A client has died approximately one hour ago. The nurse notes that the client's temperature has decreased in the last hour since their death. Which of the following processes explains this phenomenon?
- A. Rigor mortis
- B. Postmortem decomposition
- C. Algor mortis
- D. Livor mortis
Correct Answer: C
Rationale: Algor mortis occurs after death when the body's circulation stops, and the client's temperature begins to fall. The client's temperature will drop by approximately 1.8 degrees per hour until it reaches room temperature. During algor mortis, the client's skin gradually loses its elasticity. Rigor mortis refers to the stiffening of the body after death due to chemical changes in the muscles. Postmortem decomposition is the breakdown of tissues after death. Livor mortis is the pooling of blood in the dependent parts of the body, causing a purple-red discoloration.

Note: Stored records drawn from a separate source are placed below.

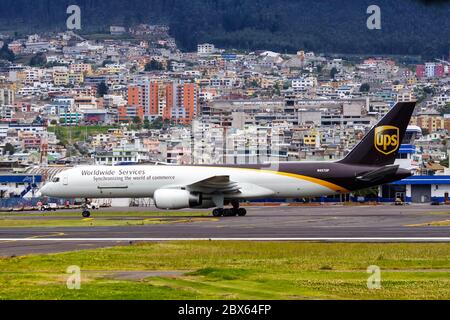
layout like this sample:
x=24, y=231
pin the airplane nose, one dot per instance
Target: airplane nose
x=44, y=190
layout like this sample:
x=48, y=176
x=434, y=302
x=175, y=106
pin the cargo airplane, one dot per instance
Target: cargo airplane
x=173, y=187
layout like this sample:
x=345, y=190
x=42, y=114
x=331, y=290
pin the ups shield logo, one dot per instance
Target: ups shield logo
x=387, y=139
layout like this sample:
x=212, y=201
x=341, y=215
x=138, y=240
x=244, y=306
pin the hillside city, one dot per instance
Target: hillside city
x=133, y=97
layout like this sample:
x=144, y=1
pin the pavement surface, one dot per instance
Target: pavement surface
x=283, y=222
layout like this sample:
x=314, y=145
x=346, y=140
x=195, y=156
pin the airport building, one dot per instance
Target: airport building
x=417, y=188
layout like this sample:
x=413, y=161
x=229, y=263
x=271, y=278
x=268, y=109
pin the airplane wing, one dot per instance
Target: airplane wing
x=378, y=174
x=215, y=184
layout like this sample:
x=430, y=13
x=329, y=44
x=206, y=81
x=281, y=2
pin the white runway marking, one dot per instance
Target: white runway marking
x=356, y=239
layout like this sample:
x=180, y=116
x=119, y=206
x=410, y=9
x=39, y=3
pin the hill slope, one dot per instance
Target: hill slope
x=408, y=26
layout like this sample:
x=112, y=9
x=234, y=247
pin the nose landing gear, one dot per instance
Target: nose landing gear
x=235, y=211
x=86, y=213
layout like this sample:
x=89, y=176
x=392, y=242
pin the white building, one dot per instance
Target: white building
x=206, y=48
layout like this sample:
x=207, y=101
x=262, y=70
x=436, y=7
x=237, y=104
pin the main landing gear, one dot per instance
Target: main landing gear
x=86, y=213
x=235, y=211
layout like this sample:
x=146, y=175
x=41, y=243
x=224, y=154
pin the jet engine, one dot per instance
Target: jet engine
x=172, y=199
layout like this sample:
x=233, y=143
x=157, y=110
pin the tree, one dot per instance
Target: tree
x=154, y=65
x=38, y=60
x=365, y=87
x=9, y=149
x=102, y=89
x=157, y=123
x=6, y=53
x=333, y=72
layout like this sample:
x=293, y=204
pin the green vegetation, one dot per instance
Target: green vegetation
x=6, y=53
x=91, y=222
x=70, y=134
x=234, y=270
x=280, y=25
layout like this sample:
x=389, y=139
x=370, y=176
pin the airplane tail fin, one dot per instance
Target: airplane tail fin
x=380, y=146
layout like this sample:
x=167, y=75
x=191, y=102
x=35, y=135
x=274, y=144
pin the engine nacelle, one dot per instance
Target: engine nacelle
x=172, y=199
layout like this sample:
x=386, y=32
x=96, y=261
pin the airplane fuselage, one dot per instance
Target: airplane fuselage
x=278, y=180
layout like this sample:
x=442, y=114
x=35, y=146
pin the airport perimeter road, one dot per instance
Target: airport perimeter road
x=319, y=222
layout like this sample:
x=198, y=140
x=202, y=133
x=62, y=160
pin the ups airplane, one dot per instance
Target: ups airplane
x=369, y=164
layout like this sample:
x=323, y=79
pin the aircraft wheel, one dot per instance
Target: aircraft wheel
x=218, y=212
x=86, y=214
x=242, y=212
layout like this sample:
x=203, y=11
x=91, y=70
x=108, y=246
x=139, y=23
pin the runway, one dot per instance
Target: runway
x=332, y=222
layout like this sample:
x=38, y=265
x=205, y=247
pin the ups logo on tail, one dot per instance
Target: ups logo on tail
x=387, y=139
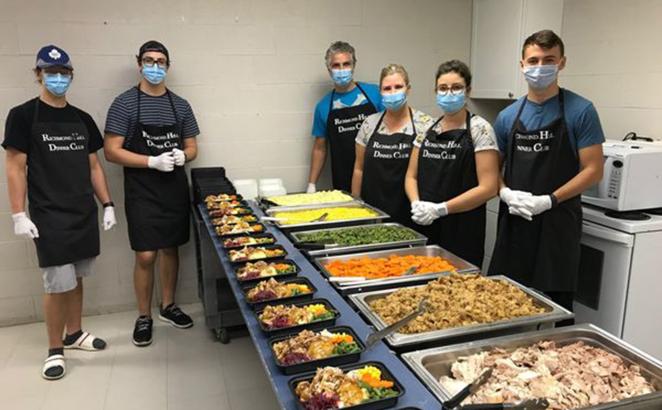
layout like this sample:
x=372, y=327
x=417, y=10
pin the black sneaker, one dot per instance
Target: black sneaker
x=142, y=332
x=173, y=314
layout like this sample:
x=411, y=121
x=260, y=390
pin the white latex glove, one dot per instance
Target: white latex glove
x=109, y=219
x=164, y=162
x=437, y=210
x=423, y=214
x=517, y=208
x=180, y=158
x=416, y=206
x=507, y=195
x=24, y=226
x=535, y=205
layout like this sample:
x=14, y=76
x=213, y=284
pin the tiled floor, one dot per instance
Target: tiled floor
x=182, y=369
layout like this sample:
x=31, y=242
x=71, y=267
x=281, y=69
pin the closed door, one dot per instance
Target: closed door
x=604, y=273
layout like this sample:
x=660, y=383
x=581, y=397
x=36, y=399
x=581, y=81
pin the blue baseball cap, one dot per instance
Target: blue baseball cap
x=53, y=56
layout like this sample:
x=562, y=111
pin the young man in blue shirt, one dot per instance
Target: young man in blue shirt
x=338, y=117
x=551, y=148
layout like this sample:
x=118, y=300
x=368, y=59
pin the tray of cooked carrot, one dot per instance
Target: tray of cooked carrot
x=390, y=268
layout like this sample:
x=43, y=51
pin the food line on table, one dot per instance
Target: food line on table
x=327, y=310
x=310, y=346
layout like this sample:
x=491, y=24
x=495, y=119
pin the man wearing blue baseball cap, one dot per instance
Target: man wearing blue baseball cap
x=51, y=155
x=151, y=132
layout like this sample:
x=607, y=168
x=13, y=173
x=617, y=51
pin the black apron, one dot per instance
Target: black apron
x=60, y=193
x=341, y=128
x=543, y=253
x=157, y=203
x=384, y=169
x=446, y=169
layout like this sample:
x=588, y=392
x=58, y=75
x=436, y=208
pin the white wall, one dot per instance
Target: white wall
x=614, y=59
x=252, y=71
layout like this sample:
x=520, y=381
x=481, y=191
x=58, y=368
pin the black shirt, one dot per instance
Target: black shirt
x=20, y=119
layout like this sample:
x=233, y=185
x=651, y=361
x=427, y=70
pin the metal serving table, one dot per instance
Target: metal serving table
x=218, y=301
x=378, y=216
x=400, y=341
x=417, y=240
x=416, y=394
x=431, y=364
x=460, y=266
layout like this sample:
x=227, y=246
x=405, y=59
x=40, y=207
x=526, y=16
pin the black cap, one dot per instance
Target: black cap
x=153, y=45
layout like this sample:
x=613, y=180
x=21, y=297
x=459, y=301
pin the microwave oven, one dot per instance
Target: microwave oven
x=632, y=178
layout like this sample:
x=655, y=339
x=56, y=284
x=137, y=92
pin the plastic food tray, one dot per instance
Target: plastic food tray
x=268, y=247
x=371, y=405
x=314, y=364
x=283, y=275
x=260, y=235
x=261, y=304
x=317, y=325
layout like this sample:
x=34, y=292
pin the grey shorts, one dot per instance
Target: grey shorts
x=62, y=278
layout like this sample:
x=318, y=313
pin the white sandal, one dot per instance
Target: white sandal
x=52, y=362
x=86, y=342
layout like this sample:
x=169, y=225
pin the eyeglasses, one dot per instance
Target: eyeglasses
x=57, y=70
x=454, y=89
x=149, y=61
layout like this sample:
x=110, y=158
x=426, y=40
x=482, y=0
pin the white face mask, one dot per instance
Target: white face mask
x=540, y=76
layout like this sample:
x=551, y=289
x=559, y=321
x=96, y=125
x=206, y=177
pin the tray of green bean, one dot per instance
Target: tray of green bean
x=357, y=239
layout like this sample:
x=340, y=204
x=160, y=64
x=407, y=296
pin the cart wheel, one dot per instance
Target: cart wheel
x=222, y=335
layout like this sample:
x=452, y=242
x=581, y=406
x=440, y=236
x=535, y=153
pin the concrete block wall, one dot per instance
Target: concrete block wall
x=252, y=71
x=612, y=60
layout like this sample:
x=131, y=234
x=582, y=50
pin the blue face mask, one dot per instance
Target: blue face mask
x=394, y=101
x=57, y=84
x=342, y=77
x=154, y=74
x=540, y=76
x=451, y=103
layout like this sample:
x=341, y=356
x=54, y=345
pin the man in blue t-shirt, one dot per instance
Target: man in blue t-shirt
x=338, y=117
x=551, y=148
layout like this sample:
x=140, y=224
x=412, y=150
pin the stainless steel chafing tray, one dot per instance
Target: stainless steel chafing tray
x=431, y=364
x=265, y=202
x=553, y=313
x=419, y=240
x=379, y=216
x=461, y=266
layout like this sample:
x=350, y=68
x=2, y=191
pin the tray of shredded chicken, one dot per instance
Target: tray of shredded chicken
x=461, y=307
x=575, y=367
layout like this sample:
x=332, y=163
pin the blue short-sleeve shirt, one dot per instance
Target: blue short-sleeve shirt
x=581, y=118
x=342, y=100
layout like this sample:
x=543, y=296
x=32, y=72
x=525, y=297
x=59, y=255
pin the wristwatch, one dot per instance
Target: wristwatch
x=555, y=200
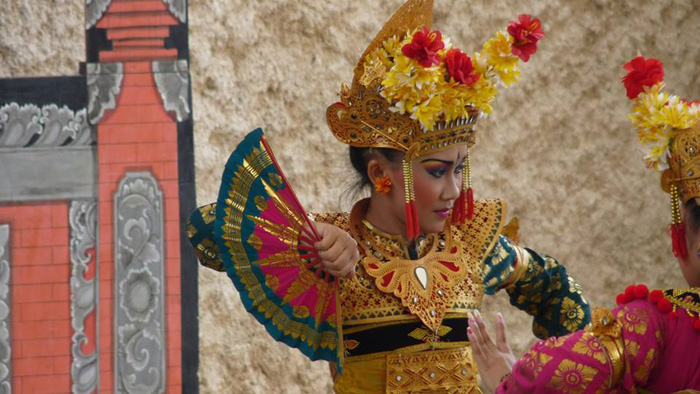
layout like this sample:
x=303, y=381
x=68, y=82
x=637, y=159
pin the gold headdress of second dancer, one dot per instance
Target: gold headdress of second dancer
x=414, y=92
x=668, y=127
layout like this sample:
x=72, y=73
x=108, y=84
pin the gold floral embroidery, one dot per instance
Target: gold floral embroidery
x=571, y=314
x=423, y=334
x=631, y=347
x=643, y=371
x=191, y=230
x=574, y=287
x=255, y=241
x=534, y=361
x=208, y=254
x=273, y=282
x=554, y=284
x=554, y=342
x=349, y=344
x=571, y=377
x=301, y=311
x=588, y=345
x=634, y=320
x=208, y=213
x=260, y=203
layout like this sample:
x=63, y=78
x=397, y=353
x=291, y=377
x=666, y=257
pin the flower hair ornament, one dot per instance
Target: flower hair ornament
x=668, y=127
x=382, y=184
x=413, y=91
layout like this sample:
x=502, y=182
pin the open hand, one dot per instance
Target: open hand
x=337, y=250
x=494, y=360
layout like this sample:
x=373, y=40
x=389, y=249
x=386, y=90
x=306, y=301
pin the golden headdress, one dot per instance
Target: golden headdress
x=668, y=127
x=415, y=93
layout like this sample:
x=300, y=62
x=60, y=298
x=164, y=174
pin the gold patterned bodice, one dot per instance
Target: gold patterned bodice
x=445, y=279
x=393, y=297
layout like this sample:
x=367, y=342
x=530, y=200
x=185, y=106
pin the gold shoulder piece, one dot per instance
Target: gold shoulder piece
x=609, y=333
x=511, y=230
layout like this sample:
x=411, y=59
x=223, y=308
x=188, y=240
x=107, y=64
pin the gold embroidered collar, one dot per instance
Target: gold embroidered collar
x=426, y=285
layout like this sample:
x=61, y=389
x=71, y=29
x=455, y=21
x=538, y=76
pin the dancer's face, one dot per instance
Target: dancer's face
x=690, y=265
x=437, y=181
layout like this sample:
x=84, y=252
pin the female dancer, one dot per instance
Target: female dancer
x=651, y=341
x=427, y=251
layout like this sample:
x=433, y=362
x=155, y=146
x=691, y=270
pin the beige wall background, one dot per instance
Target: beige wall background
x=558, y=148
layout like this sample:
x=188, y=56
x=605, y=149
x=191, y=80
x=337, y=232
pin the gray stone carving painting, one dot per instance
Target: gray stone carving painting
x=139, y=286
x=94, y=10
x=5, y=351
x=83, y=224
x=104, y=82
x=32, y=126
x=172, y=80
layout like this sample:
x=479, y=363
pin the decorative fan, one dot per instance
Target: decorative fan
x=266, y=243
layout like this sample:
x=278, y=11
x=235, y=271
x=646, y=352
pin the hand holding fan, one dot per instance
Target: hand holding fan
x=266, y=243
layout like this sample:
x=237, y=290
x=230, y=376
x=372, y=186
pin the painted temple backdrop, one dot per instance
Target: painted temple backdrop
x=98, y=289
x=558, y=148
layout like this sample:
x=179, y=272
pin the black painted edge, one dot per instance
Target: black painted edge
x=70, y=91
x=189, y=290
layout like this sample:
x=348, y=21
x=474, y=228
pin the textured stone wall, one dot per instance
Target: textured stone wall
x=558, y=148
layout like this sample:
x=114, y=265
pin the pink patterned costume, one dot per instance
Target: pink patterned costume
x=650, y=343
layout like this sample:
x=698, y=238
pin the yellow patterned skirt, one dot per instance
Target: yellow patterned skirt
x=431, y=371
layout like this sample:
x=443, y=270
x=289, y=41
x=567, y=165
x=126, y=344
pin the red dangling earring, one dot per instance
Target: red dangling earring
x=382, y=184
x=677, y=227
x=412, y=225
x=464, y=205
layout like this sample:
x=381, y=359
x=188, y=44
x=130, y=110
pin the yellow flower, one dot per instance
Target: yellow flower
x=674, y=114
x=427, y=112
x=498, y=53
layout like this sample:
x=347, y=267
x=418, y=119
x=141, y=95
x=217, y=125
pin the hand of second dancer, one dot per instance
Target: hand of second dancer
x=337, y=250
x=494, y=360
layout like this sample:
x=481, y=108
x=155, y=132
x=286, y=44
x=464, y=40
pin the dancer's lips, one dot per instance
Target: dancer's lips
x=443, y=213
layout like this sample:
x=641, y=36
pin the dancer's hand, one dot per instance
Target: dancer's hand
x=337, y=250
x=494, y=360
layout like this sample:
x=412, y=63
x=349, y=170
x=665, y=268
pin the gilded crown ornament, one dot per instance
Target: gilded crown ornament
x=668, y=127
x=412, y=91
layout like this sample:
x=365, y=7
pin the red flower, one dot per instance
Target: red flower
x=424, y=47
x=641, y=292
x=664, y=305
x=642, y=72
x=656, y=296
x=526, y=32
x=459, y=67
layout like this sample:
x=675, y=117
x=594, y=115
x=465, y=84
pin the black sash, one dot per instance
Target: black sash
x=396, y=336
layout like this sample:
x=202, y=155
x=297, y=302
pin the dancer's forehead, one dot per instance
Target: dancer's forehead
x=454, y=154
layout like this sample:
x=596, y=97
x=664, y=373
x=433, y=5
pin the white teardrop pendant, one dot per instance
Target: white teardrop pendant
x=422, y=276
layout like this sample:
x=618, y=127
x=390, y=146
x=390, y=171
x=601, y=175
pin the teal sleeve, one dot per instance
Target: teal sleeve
x=539, y=285
x=200, y=231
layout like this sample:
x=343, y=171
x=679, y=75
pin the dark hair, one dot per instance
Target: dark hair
x=694, y=215
x=360, y=157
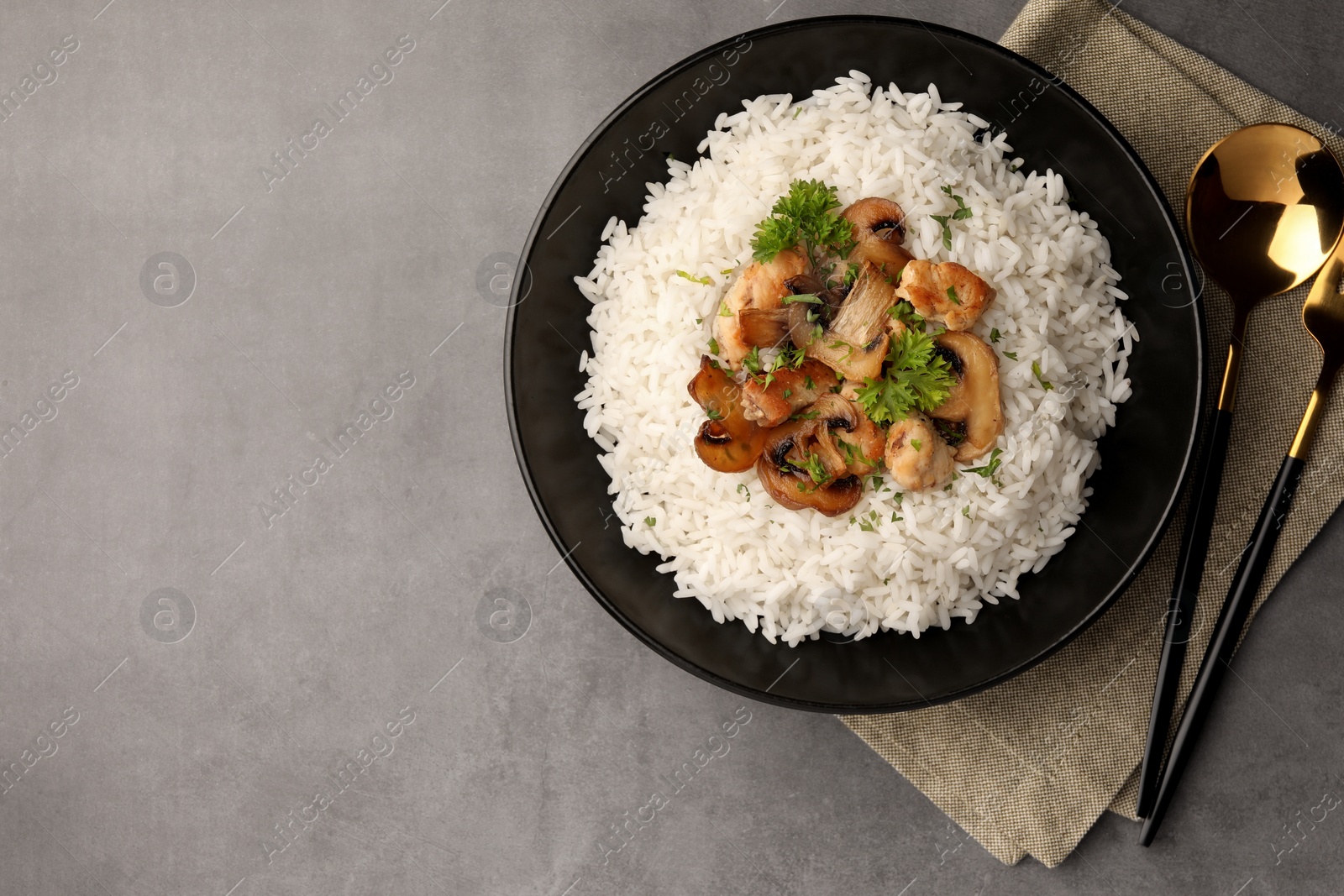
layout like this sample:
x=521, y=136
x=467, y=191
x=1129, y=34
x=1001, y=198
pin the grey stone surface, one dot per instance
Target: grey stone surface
x=210, y=676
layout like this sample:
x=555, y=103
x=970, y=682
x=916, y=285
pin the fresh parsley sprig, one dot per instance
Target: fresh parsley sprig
x=917, y=379
x=804, y=217
x=961, y=214
x=990, y=468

In which of the following ways can a nurse promote sleep for a client experiencing insomnia?
- A. Assist the client in using the bathroom one hour after going to bed
- B. Give the client a massage before bedtime
- C. Tuck bed sheets and blankets tightly around the client once settled in bed
- D. Give the client a pair of socks to wear if their feet become cold
Correct Answer: D
Rationale: A nurse can promote sleep for a client experiencing insomnia by addressing factors that may hinder sleep. Cold feet can disrupt sleep, so providing the client with socks to keep their feet warm can enhance comfort and aid in promoting sleep. The correct answer focuses on a direct intervention to address a specific issue that can impact sleep quality. Choices A, B, and C do not directly address the issue of cold feet, which is a common problem that can interfere with sleep in individuals with insomnia. Assisting the client to use the bathroom, giving a massage in the morning, or tucking in bed sheets tightly do not target the discomfort caused by cold feet, making them less effective interventions for promoting sleep in this scenario.
Which nursing intervention is most appropriate to reduce environmental stimuli that may cause discomfort for a client?
- A. Loosen pressure dressings on wounds
- B. Use assistance to lift a client in bed
- C. Check temperature of water used in a sponge bath
- D. Position the client in a prone position
Correct Answer: C
Rationale: To reduce environmental stimuli that may cause discomfort for a client, nurses can implement various interventions. Checking the temperature of the water used in a sponge bath is crucial to prevent burns from water that is too hot or discomfort from water that is too cold. This intervention addresses a common source of discomfort for clients during personal care. Loosening pressure dressings on wounds, although important for wound care, does not directly address environmental stimuli. Using assistance to lift a client in bed is about proper positioning and preventing injury rather than reducing environmental stimuli. Positioning the client prone is not a suitable intervention for reducing discomfort caused by environmental stimuli.
Your elderly patient has a temperature of 98.5 degrees. Is there anything else that a nurse should do, in addition to documenting this temperature?
- A. No, this temperature is within normal limits.
- B. No, this temperature is normally hyperthermic.
- C. Yes, this temperature is highly hyperthermic.
- D. Yes, this temperature is highly hypothermic.
Correct Answer: A
Rationale: No, there is nothing else that a nurse should do. A temperature of 98.5 degrees for an elderly patient falls within normal limits. Other choices are incorrect because the temperature is not hyperthermic (abnormally high) or hypothermic (abnormally low), making choices B, C, and D inaccurate responses in this scenario.